Radiation: Older women may choose to skip it
Radiation has long been a common part of breast cancer treatment. Radiation follows breast conservation surgery (lumpectomy) as surely as lunch comes after breakfast.
But thanks to new research, results of which were presented December 11 at the SABCS, some women might reasonably consider forgoing radiation. Why? Its benefit may be so negligible that it isn’t worth the cost: physical, emotional, and financial.
The six-year international phase III PRIME trial, conducted by researchers in Great Britain, focused on breast cancer treatment for women age 65 or older with early-stage cancer. Women in the study had hormone-receptive cancer that hadn’t spread beyond the breast; had undergone a lumpectomy with clean margins; and were prescribed follow-up hormone therapy.
The randomized study delivered radiation to half the women, while half received no radiation. And the results, 5 years later, were startling: although women who’d had radiation did enjoy better outcomes, the difference in outcomes between the two groups was tiny.
In the group receiving radiation, 97% of women were still alive after 5 years; and 98.5% of those survivors had experienced breast-cancer free survival (no recurrence).

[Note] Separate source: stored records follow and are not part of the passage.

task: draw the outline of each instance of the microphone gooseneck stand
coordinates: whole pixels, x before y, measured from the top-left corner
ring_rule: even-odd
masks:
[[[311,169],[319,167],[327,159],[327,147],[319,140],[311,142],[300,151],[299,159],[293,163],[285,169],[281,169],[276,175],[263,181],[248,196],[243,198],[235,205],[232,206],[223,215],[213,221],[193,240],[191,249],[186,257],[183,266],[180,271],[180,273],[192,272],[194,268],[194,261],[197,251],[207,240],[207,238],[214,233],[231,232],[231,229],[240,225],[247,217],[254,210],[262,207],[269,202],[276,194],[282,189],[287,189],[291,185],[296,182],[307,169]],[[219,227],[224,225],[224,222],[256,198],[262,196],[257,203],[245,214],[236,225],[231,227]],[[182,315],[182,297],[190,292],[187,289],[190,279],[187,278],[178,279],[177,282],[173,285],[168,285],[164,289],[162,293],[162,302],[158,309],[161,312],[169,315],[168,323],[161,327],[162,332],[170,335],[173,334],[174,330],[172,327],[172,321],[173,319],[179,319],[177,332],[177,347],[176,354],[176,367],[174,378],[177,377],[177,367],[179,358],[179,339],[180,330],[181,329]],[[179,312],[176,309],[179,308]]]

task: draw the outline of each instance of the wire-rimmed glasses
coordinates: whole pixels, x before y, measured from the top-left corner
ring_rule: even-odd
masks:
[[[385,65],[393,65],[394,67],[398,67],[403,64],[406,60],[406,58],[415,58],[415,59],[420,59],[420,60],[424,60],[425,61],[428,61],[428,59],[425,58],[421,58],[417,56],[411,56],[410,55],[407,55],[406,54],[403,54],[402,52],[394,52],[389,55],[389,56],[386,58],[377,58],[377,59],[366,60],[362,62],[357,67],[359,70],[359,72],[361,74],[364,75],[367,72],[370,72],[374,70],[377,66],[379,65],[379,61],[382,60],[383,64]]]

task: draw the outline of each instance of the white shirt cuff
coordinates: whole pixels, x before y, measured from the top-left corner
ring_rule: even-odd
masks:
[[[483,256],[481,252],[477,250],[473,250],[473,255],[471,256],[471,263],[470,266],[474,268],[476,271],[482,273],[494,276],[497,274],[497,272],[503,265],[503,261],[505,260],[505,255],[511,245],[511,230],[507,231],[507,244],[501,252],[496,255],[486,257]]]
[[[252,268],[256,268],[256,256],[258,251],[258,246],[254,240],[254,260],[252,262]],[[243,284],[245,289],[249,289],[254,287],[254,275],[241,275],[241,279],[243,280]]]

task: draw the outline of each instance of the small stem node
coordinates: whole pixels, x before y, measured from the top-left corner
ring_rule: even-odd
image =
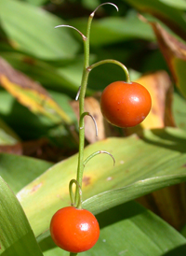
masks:
[[[76,96],[75,96],[75,100],[76,100],[76,101],[79,99],[80,91],[81,91],[81,86],[79,87],[79,89],[78,89],[78,91],[77,91],[77,94],[76,94]]]
[[[77,200],[76,200],[76,197],[73,195],[73,183],[75,183],[76,191],[78,192]],[[69,194],[70,194],[70,198],[71,198],[71,206],[81,209],[82,208],[82,189],[81,189],[81,186],[79,185],[79,183],[77,182],[76,179],[72,179],[69,182]]]
[[[98,136],[99,132],[98,132],[98,126],[97,126],[97,122],[96,122],[95,118],[94,118],[89,112],[84,112],[84,113],[81,115],[80,118],[81,118],[81,119],[84,119],[85,116],[89,116],[89,117],[93,120],[94,125],[95,125],[95,129],[96,129],[96,136]],[[79,129],[81,129],[81,127],[79,127]],[[82,127],[82,129],[83,129],[83,127]]]
[[[130,75],[129,75],[129,72],[128,72],[126,66],[125,64],[123,64],[122,63],[115,61],[115,60],[108,59],[108,60],[100,61],[96,64],[89,65],[86,69],[90,72],[93,68],[95,68],[100,64],[113,64],[119,65],[124,70],[124,72],[126,74],[126,82],[131,83]]]
[[[69,27],[69,28],[73,28],[73,29],[74,29],[75,31],[77,31],[77,32],[81,35],[81,36],[82,36],[82,38],[83,38],[84,41],[86,40],[86,36],[85,36],[83,33],[81,33],[81,31],[79,31],[79,30],[78,30],[77,28],[75,28],[75,27],[73,27],[73,26],[70,26],[70,25],[64,25],[64,24],[62,24],[62,25],[55,26],[54,28],[59,28],[59,27]]]
[[[113,3],[110,3],[110,2],[102,3],[102,4],[100,4],[97,8],[95,8],[95,10],[90,14],[90,17],[93,18],[94,15],[95,15],[95,12],[96,12],[100,7],[105,6],[105,5],[113,6],[113,7],[116,8],[117,11],[119,10],[118,7],[117,7],[116,5],[114,5]]]

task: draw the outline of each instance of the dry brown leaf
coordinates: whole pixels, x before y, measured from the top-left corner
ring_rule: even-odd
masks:
[[[175,83],[186,97],[186,44],[166,31],[159,23],[149,21],[141,15],[140,15],[140,19],[149,23],[153,29],[160,50],[166,61]]]
[[[15,70],[3,58],[0,58],[0,84],[33,113],[46,115],[54,123],[72,122],[70,117],[41,85]]]

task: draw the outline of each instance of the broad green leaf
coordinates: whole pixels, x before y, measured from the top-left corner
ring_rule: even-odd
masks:
[[[123,0],[128,3],[133,7],[140,12],[146,12],[153,15],[177,35],[183,39],[186,39],[186,21],[184,19],[184,12],[179,9],[167,6],[161,1],[154,0]],[[176,3],[176,2],[175,2]]]
[[[20,141],[19,136],[0,119],[0,145],[13,145]]]
[[[97,216],[100,236],[85,256],[126,255],[162,256],[184,255],[186,239],[166,222],[135,202],[129,202]],[[48,237],[40,243],[45,256],[68,256],[54,248]],[[171,254],[172,253],[172,254]]]
[[[186,130],[186,101],[178,92],[174,93],[173,112],[178,127]]]
[[[163,189],[186,181],[186,173],[183,175],[162,176],[145,178],[124,188],[106,191],[84,201],[84,207],[94,214],[100,213],[108,208],[129,202],[151,192]]]
[[[31,157],[0,154],[0,175],[15,193],[52,165],[52,163]]]
[[[64,21],[28,3],[0,1],[1,26],[18,50],[42,59],[72,58],[78,45],[66,29],[54,29]]]
[[[24,0],[33,6],[42,6],[47,2],[47,0]]]
[[[71,21],[71,24],[86,33],[87,19]],[[154,40],[153,31],[140,21],[137,15],[126,18],[110,17],[94,20],[91,26],[90,44],[94,46],[109,45],[128,39],[142,38]]]
[[[186,2],[184,0],[159,0],[165,5],[170,6],[178,9],[186,9]]]
[[[62,61],[61,67],[56,67],[53,63],[49,64],[29,58],[20,53],[2,52],[1,56],[14,68],[32,77],[50,90],[65,92],[65,93],[73,92],[75,95],[80,86],[83,68],[82,58],[79,61],[76,58],[74,62],[66,65]]]
[[[185,140],[183,131],[168,128],[146,131],[141,139],[136,135],[109,138],[88,146],[85,158],[94,151],[107,150],[114,156],[116,164],[112,166],[108,155],[97,156],[86,164],[83,179],[84,200],[150,178],[185,175]],[[17,194],[35,235],[47,230],[49,220],[57,209],[70,204],[68,184],[75,178],[76,166],[77,155],[74,155],[54,165]]]
[[[59,102],[59,105],[64,107],[67,114],[75,122],[74,115],[73,115],[72,110],[69,110],[68,102],[70,98],[55,92],[52,92],[52,96]],[[48,118],[32,113],[6,91],[0,91],[0,117],[24,140],[38,139],[45,136],[60,147],[73,148],[73,149],[77,148],[72,134],[63,125],[54,125]]]
[[[1,255],[43,255],[22,207],[2,178],[0,178],[0,212]]]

Compare that to the group that had skipped radiation: 96.4% remained alive at 5 years; and 96.4% of those survivors had experienced breast-cancer free survival. ("Avoiding radiotherapy," 2013)

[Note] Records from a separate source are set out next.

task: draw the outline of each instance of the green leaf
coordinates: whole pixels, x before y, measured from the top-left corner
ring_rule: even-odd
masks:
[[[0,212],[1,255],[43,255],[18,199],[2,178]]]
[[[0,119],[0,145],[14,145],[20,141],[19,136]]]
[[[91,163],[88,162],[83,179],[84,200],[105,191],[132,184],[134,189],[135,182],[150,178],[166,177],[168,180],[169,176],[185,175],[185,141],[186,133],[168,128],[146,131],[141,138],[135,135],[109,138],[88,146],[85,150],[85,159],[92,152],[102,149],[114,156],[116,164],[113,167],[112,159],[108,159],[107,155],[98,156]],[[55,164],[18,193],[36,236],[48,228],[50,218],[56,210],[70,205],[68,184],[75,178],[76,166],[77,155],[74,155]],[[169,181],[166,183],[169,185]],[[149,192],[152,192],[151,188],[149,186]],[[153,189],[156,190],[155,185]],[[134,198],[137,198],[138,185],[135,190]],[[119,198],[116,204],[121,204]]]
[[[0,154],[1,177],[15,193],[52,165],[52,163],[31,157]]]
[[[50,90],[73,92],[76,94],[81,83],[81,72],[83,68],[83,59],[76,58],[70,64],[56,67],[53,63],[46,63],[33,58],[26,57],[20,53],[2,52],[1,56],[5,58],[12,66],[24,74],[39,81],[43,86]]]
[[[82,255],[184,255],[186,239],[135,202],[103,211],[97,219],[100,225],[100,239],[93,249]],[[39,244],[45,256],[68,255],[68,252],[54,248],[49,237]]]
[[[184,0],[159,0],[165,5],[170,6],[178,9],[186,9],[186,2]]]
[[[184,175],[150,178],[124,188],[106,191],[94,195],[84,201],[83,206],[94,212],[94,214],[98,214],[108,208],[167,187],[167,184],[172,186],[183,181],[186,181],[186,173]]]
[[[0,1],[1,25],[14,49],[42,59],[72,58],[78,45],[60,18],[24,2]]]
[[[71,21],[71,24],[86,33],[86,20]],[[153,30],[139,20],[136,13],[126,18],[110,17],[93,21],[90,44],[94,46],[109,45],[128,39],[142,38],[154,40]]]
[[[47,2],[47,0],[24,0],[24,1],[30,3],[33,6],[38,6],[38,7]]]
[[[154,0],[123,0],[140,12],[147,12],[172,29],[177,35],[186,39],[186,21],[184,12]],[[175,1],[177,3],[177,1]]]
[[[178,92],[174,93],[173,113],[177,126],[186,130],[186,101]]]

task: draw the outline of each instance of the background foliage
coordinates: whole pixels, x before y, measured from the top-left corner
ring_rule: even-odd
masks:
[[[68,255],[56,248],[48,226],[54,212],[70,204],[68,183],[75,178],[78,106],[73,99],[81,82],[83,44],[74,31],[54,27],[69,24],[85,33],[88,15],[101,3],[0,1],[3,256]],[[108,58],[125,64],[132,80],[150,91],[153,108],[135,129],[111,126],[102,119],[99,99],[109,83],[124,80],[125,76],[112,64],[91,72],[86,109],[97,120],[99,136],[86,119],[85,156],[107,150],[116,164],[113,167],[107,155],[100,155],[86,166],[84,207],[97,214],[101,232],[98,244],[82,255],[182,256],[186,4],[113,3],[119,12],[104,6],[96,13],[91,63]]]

Looked at another way, of every 100 women in the study, 95 had received radiation needlessly; they would have survived without a recurrence anyway. And considering the cost of radiation - 5 to 6 weeks of almost daily visits to the hospital; pain and burns; fatigue; an increased risk of other cancers, and the financial cost - that’s significant.
Another takeaway from the study is meaningful, as well. Since breast radiation can only be done once, the tiny number of women who had a recurrence were unable to have radiation to treat it a second time. If those same women hadn’t had radiation the first time around, they could have used radiation as part of the treatment for their recurrence.

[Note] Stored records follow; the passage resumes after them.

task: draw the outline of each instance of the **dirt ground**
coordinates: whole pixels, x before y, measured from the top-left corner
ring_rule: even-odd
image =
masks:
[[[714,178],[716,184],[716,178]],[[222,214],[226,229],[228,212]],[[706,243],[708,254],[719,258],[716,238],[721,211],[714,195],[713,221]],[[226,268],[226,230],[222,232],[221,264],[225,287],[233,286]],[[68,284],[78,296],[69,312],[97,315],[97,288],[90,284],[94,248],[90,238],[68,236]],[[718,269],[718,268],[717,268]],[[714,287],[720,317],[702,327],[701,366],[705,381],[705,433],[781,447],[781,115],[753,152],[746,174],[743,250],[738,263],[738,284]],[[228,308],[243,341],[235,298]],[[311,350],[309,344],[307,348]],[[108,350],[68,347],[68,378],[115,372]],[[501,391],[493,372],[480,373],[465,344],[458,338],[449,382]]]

How does this research affect you? If you’re a woman age 65 or older diagnosed with breast cancer (or if you’re supervising care for an older woman - your mom, an aunt); and you meet the criteria outlined above, eliminating radiation as part of the treatment plan is a reasonable option to consider.
Aromatase Inhibitors: Relief from joint pain
A common part of breast cancer treatment for most survivors (70%) is hormone therapy: 5 to 10 years of drugs that inhibit the female hormones responsible for feeding breast cancer cells. This therapy includes tamoxifen for younger women; and an aromatase inhibitor (AI; Arimidex, Femara, Aromasin) for women who’ve been through menopause.
While these drugs do have a significant positive effect, reducing both risk of recurrence and breast cancer death, they come at a cost. Women taking tamoxifen often gain weight, and are at higher risk of endometrial cancer and blood clots. Women on AIs usually experience bone loss, sometimes significant enough to demand drug treatment; as well as bone and joint pain, which in some cases is severe enough to impact daily activities.
Researchers at the Yale Cancer Center, backed by funding from the National Cancer Institute, conducted a year-long study involving breast cancer survivors being treated with an AI. All had reported bone and joint pain, ranging from mild to severe. Half the women were assigned to an exercise program: twice-a-week resistance training (e.g., weightlifting, resistance bands); and 150 minutes a week of moderate-intensity aerobic activity (e.g., brisk walking). The remaining women didn’t follow an exercise program.
By the end of the year, the number of women reporting drug-related pain had dropped 20% in the group assigned to exercise, compared to the non-exercising group. The benefit was strongest in women who’d attended 80% or more of the resistance-training classes, and had experienced a 5% or greater increase in their cardio-respiratory fitness (i.e., they pursued aerobics seriously enough to make a positive difference).
While 20% improvement may not seem like a wildly successful outcome, it’s a start. And for women experiencing constant pain from their daily Femara tablet, the chance that exercise may help alleviate that pain is worth taking - because even if their pain remains undiminished, they can be sure their overall health will improve.